Hannah Arendt

Hannah_Arendt_Film_Poster

Margarethe von Trotta’s 2012 film, Hannah Arendt, deals with the writing of Arendt’s Eichmann in Jerusalem and the ensuing controversy that it caused. The film is fictional, but it includes actual film footage of Eichmann’s trial. Arendt’s book was controversial because of its notion of the “banality of evil”, which many historians objected to (and still object to). This idea has remained in currency, however, perhaps because it doesn’t seem far-fetched to a generation that grew up under the cloud of a nuclear arms race. The book also angered people because of its criticism of Jewish Leaders in Eastern Europe during World War II.
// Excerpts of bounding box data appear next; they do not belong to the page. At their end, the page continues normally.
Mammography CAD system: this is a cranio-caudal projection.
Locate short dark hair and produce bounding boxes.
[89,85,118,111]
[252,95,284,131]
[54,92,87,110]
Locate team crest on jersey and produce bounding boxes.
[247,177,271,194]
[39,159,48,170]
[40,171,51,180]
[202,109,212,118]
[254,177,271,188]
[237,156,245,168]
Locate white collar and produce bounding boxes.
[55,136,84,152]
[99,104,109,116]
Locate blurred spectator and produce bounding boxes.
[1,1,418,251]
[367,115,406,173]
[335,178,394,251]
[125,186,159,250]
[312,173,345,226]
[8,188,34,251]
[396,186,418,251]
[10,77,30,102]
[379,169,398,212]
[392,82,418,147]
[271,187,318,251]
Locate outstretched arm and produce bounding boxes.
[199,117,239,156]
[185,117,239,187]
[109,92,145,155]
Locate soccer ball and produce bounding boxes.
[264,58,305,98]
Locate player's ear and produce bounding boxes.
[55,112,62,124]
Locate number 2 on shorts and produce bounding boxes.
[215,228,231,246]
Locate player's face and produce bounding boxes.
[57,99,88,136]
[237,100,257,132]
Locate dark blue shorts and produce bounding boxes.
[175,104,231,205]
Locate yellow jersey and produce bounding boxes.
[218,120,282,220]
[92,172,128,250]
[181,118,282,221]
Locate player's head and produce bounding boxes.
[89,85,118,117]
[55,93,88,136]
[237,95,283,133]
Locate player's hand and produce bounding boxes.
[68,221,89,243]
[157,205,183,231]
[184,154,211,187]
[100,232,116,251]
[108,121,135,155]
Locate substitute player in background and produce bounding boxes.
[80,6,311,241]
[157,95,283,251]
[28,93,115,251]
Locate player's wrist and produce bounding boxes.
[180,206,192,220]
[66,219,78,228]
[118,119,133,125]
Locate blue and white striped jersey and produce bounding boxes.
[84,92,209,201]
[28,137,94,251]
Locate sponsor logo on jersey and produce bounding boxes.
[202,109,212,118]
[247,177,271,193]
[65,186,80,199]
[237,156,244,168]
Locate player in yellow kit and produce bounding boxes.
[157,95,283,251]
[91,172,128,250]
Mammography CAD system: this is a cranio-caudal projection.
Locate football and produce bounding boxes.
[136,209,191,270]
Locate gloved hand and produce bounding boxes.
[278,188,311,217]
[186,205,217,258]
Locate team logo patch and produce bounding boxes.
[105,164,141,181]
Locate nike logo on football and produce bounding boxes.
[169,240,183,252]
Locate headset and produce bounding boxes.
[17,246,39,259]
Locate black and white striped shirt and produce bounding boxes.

This film is mostly sympathetic in its portrayal of Arendt (played by Barbara Sukowa), but it does not portray her as flawless. She ignored pleadings that her comments about the Jewish leaders were insensitive and should be left out. (She felt she had to discuss it, because the issue came up during Eichmann’s trial.) Some of the characters accuse her of being arrogant, and the film subtly implies that there was some truth in this.

There is also a sub-plot about Arendt’s relationship with the philosopher, Heidegger, who was once her lover. This part of the film was unsatisfying because Trotta doesn’t seem to know what to say about this aspect of Arendt’s life.

Hannah Arendt is that rare type of film that deals with the life of the mind. It is also interesting portrayal of the German-Jewish emigre community in the U.S. following World War II.